Imagine what it feels like to be with someone you really trust. You trust her to listen when you have something important to say. You trust her to keep your confidences. You trust her not to cause you harm, at least not intentionally. You trust her to like you even on your ugly days. You trust her to help when she’s able to do so. You trust her not to judge you even when you’ve behaved badly and it would make sense to judge you.
Or maybe you’ve not had the privilege of such a relationship. In that case, imagine how it feels to be around people you really do not trust. You’re not sure this person cares about you, will stand up for you, listen to you, respect you, avoid embarrassing you in public, and so on.
When you trust someone, you are much freer to be yourself. You gain the courage to live your life whether it’s an easy day or a horrendous day. Trust in the other person’s character and friendship frees you to dwell deeply in your own life.
The two authors we encounter on DDF this week—Amy Andrews and Jessica Mesman Griffith—nurtured their friendship through letter writing, which began as a Lenten practice in 2005 but expanded far beyond that period. This friendship developed deep trust between them, which they needed, because they had separate lives to live, challenges to face, and griefs to endure. But this was a spiritual journey as well, and they learned together how to recognize the divine showing up. As they experienced God, their faith in God increased, and this led to the freedom it takes to tend a marriage, become a mother, and follow the often confusing path to the next home, the next job, and the next community.

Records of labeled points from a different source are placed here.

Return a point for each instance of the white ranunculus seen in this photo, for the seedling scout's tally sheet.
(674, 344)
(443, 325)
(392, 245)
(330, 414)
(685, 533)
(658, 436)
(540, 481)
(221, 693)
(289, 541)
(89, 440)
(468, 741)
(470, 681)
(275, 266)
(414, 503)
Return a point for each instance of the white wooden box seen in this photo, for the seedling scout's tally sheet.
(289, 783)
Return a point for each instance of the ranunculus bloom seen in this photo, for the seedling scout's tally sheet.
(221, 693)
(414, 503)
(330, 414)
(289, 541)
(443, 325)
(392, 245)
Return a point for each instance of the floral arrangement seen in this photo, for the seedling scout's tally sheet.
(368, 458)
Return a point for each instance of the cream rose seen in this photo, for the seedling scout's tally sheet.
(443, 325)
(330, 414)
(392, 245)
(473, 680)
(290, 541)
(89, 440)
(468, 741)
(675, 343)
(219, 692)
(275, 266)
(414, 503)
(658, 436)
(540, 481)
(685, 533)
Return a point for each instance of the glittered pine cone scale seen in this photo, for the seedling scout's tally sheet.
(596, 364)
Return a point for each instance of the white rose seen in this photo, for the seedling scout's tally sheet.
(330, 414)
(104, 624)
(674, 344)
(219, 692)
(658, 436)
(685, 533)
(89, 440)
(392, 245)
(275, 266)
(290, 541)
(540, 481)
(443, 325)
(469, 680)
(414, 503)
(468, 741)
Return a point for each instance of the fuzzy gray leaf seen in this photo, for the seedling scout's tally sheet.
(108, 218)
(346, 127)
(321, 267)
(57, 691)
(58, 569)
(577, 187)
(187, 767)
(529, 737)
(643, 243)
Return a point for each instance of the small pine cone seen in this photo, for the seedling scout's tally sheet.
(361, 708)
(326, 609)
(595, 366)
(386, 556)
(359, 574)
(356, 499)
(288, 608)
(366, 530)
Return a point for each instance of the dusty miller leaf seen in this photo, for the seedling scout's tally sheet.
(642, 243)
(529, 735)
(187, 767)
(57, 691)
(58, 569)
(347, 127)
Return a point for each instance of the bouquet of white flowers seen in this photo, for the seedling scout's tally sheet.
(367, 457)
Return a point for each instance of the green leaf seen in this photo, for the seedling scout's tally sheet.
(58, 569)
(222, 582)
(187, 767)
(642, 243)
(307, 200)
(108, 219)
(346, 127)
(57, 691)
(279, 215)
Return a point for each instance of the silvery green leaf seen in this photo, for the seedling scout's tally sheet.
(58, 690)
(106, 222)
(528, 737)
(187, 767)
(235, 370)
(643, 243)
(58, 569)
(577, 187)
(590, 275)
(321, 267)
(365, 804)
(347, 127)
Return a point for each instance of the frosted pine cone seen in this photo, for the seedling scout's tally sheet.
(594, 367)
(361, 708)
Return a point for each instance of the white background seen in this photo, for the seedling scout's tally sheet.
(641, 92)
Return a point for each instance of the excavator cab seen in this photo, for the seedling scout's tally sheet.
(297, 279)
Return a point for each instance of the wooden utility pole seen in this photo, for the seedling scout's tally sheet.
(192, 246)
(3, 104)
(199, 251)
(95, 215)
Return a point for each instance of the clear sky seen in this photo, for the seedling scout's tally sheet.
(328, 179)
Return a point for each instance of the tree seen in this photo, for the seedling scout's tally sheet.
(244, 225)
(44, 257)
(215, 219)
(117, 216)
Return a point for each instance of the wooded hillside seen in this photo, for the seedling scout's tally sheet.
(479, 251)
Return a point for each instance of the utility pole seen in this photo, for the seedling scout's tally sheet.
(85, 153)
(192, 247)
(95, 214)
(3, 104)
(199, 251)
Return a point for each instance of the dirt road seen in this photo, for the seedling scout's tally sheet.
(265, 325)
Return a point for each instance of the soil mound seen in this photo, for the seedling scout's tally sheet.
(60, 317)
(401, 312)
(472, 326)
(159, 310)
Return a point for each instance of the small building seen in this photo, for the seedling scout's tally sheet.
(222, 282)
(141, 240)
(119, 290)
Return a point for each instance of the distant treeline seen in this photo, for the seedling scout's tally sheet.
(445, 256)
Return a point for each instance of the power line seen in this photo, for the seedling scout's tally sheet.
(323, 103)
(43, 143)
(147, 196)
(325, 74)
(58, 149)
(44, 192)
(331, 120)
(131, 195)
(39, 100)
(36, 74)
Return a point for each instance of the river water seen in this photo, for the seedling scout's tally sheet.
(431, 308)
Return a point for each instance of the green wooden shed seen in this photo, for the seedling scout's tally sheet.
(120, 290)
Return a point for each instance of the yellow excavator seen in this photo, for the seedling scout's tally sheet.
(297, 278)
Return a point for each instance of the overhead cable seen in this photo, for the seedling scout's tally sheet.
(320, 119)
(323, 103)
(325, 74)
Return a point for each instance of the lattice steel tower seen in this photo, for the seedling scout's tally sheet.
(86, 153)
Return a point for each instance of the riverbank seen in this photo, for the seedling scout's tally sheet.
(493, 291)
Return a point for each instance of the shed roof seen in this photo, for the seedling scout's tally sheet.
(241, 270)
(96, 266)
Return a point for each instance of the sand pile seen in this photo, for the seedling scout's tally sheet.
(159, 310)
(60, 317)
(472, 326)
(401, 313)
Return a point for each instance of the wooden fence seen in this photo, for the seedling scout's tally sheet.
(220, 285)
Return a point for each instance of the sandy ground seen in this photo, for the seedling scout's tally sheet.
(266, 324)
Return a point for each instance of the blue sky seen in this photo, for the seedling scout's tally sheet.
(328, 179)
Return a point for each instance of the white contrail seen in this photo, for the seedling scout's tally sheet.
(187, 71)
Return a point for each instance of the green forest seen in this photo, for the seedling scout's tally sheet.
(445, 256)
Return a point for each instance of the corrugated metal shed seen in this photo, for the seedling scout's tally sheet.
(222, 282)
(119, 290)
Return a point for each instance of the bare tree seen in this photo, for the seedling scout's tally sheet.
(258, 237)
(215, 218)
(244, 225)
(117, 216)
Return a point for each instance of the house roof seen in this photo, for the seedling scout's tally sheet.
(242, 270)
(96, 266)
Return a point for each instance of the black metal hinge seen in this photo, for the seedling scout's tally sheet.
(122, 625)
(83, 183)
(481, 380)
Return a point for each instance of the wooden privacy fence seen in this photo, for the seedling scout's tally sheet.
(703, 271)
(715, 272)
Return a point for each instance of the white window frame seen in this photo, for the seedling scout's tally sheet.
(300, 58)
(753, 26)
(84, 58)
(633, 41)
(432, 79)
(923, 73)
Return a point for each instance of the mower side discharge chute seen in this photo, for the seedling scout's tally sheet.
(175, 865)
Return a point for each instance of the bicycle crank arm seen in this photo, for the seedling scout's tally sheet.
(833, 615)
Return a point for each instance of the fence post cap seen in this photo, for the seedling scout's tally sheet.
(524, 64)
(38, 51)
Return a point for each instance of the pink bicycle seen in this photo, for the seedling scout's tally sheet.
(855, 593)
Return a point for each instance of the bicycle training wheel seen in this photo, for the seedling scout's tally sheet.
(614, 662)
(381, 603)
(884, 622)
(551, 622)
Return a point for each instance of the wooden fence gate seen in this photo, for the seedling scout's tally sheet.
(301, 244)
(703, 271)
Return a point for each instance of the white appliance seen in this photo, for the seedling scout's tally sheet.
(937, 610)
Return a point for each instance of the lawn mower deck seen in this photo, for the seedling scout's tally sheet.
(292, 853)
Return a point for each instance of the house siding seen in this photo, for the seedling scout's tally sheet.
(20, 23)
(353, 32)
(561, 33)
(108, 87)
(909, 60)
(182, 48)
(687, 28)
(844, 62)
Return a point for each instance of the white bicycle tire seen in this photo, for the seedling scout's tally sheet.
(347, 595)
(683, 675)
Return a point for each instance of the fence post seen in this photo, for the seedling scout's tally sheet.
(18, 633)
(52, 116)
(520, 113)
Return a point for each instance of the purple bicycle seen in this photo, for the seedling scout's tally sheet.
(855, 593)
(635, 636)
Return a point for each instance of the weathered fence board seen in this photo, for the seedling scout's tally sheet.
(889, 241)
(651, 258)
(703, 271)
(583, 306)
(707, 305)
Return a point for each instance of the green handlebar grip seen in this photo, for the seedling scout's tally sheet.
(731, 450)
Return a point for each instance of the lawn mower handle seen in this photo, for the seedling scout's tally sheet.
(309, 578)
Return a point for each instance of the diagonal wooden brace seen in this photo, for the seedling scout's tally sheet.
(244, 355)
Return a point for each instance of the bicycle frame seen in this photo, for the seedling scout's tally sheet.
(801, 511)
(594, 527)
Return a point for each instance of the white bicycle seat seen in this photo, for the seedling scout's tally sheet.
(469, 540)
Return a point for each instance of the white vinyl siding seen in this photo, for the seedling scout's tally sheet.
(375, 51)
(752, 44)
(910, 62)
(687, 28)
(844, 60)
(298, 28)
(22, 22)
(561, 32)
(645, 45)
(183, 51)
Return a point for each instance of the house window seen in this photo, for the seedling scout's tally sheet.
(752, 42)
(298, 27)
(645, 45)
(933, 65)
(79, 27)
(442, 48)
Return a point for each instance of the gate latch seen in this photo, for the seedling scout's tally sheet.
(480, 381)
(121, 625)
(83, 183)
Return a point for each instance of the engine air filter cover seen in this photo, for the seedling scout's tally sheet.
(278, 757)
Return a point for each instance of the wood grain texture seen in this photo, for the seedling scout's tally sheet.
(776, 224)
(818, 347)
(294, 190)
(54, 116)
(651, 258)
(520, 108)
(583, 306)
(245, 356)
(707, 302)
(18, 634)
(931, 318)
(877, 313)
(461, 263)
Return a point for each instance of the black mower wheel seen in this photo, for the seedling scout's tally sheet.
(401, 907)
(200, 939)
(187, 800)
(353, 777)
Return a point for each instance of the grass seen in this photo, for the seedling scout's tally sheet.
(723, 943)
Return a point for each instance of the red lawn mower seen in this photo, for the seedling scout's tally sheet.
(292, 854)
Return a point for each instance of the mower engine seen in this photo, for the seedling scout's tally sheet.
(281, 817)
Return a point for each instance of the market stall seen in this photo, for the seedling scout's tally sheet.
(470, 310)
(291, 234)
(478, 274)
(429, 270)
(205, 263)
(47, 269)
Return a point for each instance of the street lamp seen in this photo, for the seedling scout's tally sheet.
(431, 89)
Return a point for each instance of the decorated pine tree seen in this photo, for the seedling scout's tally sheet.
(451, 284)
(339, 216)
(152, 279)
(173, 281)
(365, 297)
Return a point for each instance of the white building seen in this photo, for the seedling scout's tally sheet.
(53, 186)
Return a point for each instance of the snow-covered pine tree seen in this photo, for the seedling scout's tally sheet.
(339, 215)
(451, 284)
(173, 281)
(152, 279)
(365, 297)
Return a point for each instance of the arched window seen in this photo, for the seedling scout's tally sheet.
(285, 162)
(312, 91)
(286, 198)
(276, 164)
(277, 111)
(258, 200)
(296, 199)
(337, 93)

I love how honest these women are, as they tell each other about their frustrations with faith. Here’s just a taste of Love & Salt: A Spiritual Friendship Shared in Letters:
I don’t know that I’ve ever felt the presence of God in prayer. He seems to show up when we least expect him. But even if we don’t feel that presence, should we pray anyway? We can’t judge the fruits of any practice solely on the basis of our feelings. Prayer is either objectively worth something or it isn’t.
—Jess, March 1, 2005
- Have you experienced the Divine through prayer or anything else in a way that allowed your faith to grow?
- Have you ever experienced Divine companionship through another person?
- How free are you to be yourself in God’s presence?
- Right now, what are the limits of your trust in God?